If you thought Graham Marks’ schoolboy super sleuth had experienced enough adventure to last him a lifetime in his first all-action outing in I Spy, think again.

The all-American hot-shot is back – and this time he’s messing with the Mafia, hoodwinking the hoodlums and chasing through the chilly streets of 1920s Chicago.

Quick-thinking, trouble-shooting Trey is the creation of top children’s author Marks who can’t put a foot wrong when it comes to spellbinding children’s stories.

And Trey is one of his most imaginative heroes yet; a likeable, courageous, ambitious and determined investigator who adds lashings of fun to his dangerous escapades.

In Mean Streets, we find him holidaying at his grandfather’s Circle M ranch in a quiet backwater of Kansas.

It’s all a bit too quiet for Trey so he can’t help but get excited when he spots a very classy Buick limo and its three pin-stripe suited occupants parked up at the roadside.

They’re not the friendly sort of folk that you usually find in these parts and when one of the men, a sleazy guy with a straggle of yellow teeth, gives Trey a death threat, his heart beats like a jackrabbit’s back leg.

Never one to turn his back on a mystery, Trey wants to know what they’re up to because, like his hero detective Trent ‘Pistol’ Gripp from Black Ace magazine, the need to find answers is in his blood.

Trey’s enquiries lead him to the neighbouring T-Bone ranch owned by Bowyer Dunne, a man known locally as ‘a low-down, no-good, snake-in-the-grass’.

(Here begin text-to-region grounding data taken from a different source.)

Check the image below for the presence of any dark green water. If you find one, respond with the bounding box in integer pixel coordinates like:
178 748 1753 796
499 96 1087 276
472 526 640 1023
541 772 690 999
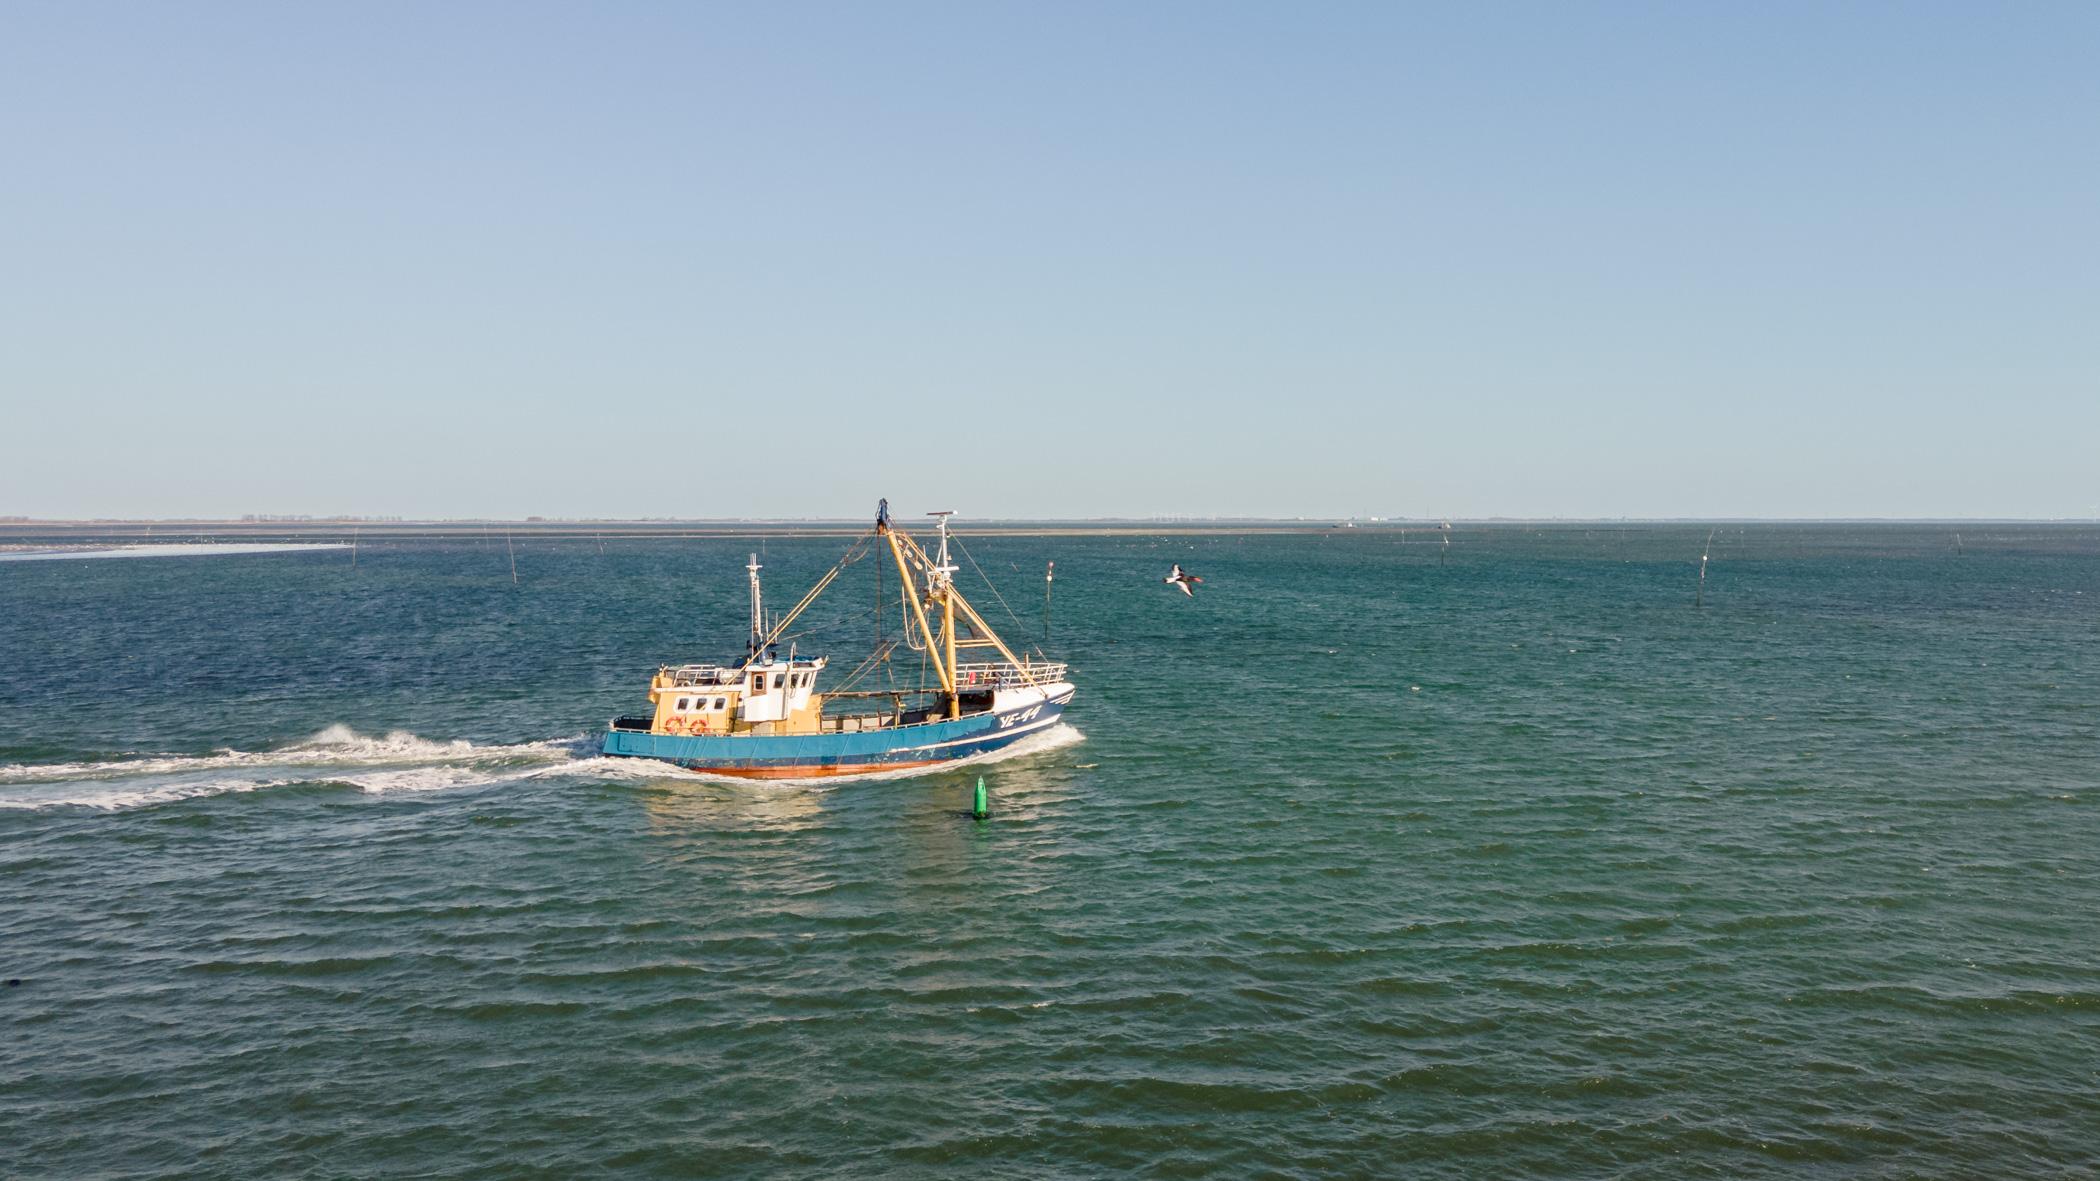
4 526 2097 1178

Undeterred, Trey recklessly gatecrashes a party there and takes a series of photographs on his new Kodak camera.

A few days later, he’s back at school in Chicago and the case appears to be closed - until he spots one of the roadside mobsters dropping off a boy at his school.

It’s the start of a thrilling adventure that will see Trey caught up in a kidnapping, witnessing a shoot-out, teaming up with private investigator Fred Pisbo and his precocious daughter Velma and meddling in Mafia politics.

Nothing has prepared him for the perils that lie ahead.

Mean Streets is the perfect balance between gripping action, suspense and good-old fashioned detective work – superb reading for girls and boys aged nine and over.